The SASS live-register count produced when profiling a kernel reports an (incorrect?) massive spike in register usage (more than 100 registers) when reaching a CALL.ABS.NOINC instruction (as demonstrated in the attached image). The code below will demonstrate this behavior when profiled in Nsight Compute. Further, any device function decorated with __noinline__
results in the same phenomenon.

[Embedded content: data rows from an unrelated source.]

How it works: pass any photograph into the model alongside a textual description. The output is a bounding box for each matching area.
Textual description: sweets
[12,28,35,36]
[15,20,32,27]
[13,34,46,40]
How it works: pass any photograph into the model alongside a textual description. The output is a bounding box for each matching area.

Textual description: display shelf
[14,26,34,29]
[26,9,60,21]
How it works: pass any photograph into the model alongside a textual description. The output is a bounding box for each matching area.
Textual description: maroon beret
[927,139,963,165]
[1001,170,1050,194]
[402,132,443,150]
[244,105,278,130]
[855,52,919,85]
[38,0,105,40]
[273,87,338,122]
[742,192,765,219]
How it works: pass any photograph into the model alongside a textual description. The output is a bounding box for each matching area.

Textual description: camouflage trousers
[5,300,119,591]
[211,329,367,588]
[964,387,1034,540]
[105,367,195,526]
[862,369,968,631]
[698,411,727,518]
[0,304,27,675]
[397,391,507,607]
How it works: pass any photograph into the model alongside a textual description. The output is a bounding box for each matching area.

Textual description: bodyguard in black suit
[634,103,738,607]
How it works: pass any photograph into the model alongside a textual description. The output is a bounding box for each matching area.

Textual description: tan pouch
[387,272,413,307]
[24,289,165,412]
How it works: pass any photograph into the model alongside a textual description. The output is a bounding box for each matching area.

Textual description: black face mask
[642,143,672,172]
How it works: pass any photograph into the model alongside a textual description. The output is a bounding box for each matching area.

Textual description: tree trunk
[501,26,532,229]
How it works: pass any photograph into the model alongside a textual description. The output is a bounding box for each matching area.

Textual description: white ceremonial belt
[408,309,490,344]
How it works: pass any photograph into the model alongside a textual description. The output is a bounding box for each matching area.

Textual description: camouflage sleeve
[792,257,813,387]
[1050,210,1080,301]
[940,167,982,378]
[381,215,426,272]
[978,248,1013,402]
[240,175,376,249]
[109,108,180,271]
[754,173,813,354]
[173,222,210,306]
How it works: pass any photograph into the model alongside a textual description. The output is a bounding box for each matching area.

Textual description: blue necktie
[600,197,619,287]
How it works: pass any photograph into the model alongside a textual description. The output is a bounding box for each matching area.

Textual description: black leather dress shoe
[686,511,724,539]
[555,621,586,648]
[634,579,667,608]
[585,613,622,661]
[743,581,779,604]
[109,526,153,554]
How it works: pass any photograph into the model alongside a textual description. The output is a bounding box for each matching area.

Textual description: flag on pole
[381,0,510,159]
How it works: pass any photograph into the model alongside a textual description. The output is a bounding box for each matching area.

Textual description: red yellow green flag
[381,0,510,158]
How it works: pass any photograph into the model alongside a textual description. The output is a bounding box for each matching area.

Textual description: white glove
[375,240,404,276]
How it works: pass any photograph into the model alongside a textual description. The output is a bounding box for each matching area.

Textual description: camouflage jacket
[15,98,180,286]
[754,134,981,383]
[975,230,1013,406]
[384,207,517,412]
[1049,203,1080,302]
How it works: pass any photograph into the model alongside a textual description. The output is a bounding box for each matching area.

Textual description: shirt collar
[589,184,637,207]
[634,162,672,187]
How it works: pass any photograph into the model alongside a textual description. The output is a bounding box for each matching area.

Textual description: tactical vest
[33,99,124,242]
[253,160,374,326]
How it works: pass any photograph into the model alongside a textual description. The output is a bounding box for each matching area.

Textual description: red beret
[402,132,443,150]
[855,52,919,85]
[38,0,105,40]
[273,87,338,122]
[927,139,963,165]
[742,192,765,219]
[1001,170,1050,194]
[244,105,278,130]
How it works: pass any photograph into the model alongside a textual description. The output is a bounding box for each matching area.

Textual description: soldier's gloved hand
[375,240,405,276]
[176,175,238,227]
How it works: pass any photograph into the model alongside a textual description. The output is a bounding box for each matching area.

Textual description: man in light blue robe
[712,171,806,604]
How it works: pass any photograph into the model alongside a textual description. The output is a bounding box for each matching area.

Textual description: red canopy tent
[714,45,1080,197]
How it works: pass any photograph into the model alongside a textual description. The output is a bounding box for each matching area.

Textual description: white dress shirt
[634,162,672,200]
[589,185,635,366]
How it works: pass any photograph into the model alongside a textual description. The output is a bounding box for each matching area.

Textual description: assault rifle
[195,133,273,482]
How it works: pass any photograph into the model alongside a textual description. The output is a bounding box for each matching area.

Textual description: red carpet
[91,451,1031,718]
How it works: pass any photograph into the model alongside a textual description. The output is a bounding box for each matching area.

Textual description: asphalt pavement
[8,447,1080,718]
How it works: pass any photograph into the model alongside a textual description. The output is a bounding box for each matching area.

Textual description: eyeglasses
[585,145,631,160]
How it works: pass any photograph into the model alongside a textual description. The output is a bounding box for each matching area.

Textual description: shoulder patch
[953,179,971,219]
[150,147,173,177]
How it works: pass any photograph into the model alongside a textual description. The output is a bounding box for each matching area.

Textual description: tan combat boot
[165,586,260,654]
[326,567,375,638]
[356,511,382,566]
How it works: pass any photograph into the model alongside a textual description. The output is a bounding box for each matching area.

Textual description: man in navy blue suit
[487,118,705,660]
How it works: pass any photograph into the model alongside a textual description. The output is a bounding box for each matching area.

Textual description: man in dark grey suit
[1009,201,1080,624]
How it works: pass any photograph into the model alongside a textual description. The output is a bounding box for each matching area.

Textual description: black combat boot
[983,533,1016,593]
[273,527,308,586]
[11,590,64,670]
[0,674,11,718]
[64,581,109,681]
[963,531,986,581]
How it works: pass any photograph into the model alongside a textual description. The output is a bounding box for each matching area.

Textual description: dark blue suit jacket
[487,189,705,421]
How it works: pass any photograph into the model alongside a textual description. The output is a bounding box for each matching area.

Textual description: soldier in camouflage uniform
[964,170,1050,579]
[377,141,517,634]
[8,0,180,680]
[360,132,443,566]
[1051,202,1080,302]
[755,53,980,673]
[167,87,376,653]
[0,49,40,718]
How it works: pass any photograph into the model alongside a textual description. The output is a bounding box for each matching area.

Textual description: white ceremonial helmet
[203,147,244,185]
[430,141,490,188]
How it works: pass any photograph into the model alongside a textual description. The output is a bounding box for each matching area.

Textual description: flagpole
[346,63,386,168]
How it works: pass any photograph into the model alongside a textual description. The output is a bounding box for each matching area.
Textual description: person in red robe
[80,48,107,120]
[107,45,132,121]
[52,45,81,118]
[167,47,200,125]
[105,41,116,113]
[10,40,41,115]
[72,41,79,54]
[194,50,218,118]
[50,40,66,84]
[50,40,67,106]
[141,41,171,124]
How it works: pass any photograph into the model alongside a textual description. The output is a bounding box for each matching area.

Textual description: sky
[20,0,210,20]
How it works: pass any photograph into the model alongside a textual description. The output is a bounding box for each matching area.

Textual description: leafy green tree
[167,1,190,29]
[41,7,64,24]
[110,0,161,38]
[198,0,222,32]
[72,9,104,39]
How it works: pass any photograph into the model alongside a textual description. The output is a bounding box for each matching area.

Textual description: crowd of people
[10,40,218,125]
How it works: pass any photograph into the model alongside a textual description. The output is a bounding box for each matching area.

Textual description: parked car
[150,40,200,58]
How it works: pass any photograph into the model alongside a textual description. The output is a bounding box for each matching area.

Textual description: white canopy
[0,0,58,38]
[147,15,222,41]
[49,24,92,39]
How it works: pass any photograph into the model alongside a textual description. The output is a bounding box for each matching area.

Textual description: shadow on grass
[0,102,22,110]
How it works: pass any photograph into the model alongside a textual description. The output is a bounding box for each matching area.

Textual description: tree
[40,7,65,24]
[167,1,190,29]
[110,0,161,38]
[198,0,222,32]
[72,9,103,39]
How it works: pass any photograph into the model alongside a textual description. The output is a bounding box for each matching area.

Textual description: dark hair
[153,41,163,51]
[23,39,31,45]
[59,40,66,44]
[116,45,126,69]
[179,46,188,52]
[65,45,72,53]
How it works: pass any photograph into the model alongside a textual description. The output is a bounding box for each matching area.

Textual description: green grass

Nested __noinline__
calls result in a multiplicative effect where the register count increases up to the cap of 255. The information produced by Nsight contradicts the information produced when compiling the code below using nvcc (nvcc -arch=sm_80 -Xptxas=“-v” kernel.cu) which states the kernel takes 17 registers. Is the massive spike actually occurring (and can it be removed) or is this a bug within Nsight?
#include <stdint.h>
#include <cuda_runtime.h>
extern "C" {
__global__ void kernel(float* out) {
uint32_t n = threadIdx.x + blockIdx.x*blockDim.x;
out[n] = atan2f(static_cast<float>(n), 2.0f);
}
}
int main(int argc, char const* argv[]) {
float* d_ary;
cudaMalloc(&d_ary, 32);
kernel<<<1,32>>>(d_ary);
float ary[32];
cudaMemcpy(ary, d_ary, 32, cudaMemcpyDeviceToHost);
return 0;
}